Reliées entre elles par TGV, Paris, Londres et Bruxelles font figure de «tête de pont » à laquelle viennent ou viendront se raccrocher les points d’une vaste tangente vers l’est (Amsterdam, Berlin, Varsovie, Minsk et Moscou) en passant par le centre (Vienne-Bratislava-Budapest). Sans parler d’une horizontale prometteuse au sud (Barcelone, Marseille, Turin, Milan, Zagreb, Belgrade, Bucarest).
Selon Xavier Comtesse toujours, les «mégapoles» suisses (les trois régions lémanique, bernoise et zurichoise) risquent de rater le raccordement à ces nouveaux réseaux.

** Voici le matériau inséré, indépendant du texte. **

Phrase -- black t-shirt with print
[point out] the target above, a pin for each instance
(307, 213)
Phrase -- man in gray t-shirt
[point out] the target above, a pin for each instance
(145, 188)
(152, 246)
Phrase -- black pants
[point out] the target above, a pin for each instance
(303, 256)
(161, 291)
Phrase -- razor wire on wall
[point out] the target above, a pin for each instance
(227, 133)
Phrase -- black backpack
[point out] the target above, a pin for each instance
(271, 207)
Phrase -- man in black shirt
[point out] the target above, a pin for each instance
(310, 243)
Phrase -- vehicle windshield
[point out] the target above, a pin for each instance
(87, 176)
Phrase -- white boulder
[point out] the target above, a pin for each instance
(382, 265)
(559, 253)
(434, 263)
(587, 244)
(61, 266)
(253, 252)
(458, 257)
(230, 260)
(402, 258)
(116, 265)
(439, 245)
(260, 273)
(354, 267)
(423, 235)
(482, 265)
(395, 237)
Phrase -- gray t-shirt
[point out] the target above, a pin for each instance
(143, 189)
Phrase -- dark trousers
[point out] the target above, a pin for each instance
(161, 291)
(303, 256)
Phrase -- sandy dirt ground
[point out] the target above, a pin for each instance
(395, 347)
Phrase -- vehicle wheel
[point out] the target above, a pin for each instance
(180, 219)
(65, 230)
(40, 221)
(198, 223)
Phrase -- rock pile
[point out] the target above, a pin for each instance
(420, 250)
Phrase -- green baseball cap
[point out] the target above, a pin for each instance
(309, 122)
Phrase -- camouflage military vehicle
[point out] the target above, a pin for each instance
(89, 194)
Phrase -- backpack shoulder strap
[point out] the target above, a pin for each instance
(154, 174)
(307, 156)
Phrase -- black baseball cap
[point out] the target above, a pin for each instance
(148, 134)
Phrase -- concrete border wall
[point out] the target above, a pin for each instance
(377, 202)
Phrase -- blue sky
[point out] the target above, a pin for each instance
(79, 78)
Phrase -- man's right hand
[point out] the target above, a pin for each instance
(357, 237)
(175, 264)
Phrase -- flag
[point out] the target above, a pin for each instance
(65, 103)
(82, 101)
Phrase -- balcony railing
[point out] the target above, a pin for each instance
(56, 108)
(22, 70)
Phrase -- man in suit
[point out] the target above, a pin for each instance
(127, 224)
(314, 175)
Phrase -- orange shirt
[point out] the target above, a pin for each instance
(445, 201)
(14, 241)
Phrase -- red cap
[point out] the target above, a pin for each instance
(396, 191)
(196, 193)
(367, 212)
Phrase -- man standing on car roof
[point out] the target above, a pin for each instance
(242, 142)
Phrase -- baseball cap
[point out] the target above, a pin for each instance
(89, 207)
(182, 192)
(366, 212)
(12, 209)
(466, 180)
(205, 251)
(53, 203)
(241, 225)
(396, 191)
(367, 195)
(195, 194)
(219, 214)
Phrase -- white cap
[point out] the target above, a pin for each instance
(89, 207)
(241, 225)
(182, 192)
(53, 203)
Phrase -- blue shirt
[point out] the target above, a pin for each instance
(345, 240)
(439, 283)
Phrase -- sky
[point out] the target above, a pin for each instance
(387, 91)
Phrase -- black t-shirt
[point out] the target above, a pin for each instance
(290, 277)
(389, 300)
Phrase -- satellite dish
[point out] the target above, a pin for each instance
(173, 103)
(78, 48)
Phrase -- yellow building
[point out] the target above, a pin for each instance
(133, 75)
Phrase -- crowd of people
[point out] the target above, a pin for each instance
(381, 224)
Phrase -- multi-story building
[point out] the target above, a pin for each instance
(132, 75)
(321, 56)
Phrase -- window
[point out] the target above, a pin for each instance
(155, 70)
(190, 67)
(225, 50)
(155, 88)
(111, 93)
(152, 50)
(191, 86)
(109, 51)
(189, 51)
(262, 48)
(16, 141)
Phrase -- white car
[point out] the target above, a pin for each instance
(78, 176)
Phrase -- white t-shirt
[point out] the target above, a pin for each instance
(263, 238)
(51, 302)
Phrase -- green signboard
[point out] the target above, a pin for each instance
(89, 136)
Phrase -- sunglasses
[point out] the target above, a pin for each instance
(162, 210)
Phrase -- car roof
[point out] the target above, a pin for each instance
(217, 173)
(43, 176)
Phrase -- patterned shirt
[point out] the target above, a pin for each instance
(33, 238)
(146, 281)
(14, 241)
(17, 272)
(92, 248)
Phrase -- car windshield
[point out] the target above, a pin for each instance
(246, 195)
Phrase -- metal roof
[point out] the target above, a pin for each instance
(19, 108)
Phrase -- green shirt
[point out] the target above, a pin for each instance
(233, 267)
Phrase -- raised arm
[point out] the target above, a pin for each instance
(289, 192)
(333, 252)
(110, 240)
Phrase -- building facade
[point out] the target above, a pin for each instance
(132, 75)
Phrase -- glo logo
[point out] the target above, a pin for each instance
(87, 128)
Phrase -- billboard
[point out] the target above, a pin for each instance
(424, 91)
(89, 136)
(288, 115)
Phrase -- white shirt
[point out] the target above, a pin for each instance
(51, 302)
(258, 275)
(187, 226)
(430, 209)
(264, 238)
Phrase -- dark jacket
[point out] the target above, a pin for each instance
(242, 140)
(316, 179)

Les liaisons Genève-Lyon (deux heures) et Zurich Munich (quatre heures) sont indignes du 21ème siècle.
Au lieu de creuser encore une fois les Alpes, il conviendrait donc plutôt de développer des lignes à grande vitesse reliant le plateau à cette nouvelle Europe horizontale, sur un axe ouest-est Lyon-Munich, via Genève, Lausanne, Berne et Zurich.
Bref, le futur de la Suisse pourrait se jouer quelque part sur le ballast entre Coppet et Allaman.